Jig Worm Magic
Summer time means that the fish are using the weeds and fishing in the weeds becomes more of the norm than not. Many anglers will shy away from fishing directly in the weeds for fear of getting tangled up or losing their baits.
Getting over those fears, will put more fish onto your line and in turn, that makes for a more enjoyable day on the water. Many times, fish hang on the outer edges of the weeds and wait for their prey to come by and these fish then ambush their meals.
The jig worm consists of a jig, weight is determined by the depth that is being fished and a plastic bait, we have been using the Northland Impulse Nightcrawler. Typically using a 1/8oz jig but if there is a good amount of wind, a 1/4oz will be needed for feeling the jig.
Having the boat positioned correctly aids in having better chances at catching these fish. Typically, the boat is setup so that you can make your cast of the bait, out past the weedline edge. Retrieving the jig worm slowly back towards that weed edge and working it through the weeds back to the boat.

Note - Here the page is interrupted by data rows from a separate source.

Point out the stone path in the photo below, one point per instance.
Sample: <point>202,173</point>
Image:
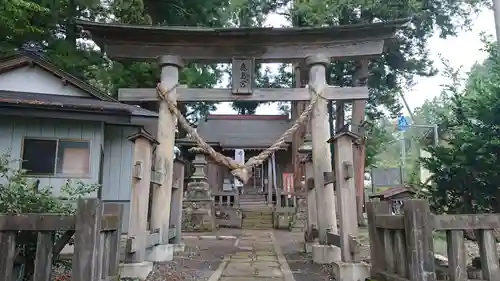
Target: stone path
<point>259,258</point>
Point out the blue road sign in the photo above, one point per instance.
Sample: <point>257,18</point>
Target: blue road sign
<point>402,123</point>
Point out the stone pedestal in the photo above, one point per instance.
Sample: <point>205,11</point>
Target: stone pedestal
<point>198,206</point>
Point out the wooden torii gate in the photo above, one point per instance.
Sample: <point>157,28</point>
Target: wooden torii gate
<point>243,47</point>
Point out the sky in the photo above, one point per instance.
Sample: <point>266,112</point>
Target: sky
<point>462,51</point>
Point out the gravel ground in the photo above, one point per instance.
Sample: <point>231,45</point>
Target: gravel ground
<point>300,263</point>
<point>197,263</point>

Usually having the jig with an exposed hook, you will get some weeds onto the jig and at that point, retrieve it back and clean it off. But there are clear pockets in the weeds and when the jig is worked back through one of these areas, the fish use these as ambush locations.
Also, having the exposed hook, hook up ratio is increased as you don’t have to drive the hook point through the plastic making the bites much more productive. It does get annoying collecting weeds on the hook, but as you fish this more, you will start to get the feeling as to how the bait feels coming through the weeds.
Finding underwater humps and fishing this way, can give up some nicer fish as these fish may not have seen a bait that often. Prey uses the weedlines as much as the predator fish do, by fishing outside the weeds and coming into them, this makes your presentation look very natural as prey doesn’t like being out in the open water and being vulnerable.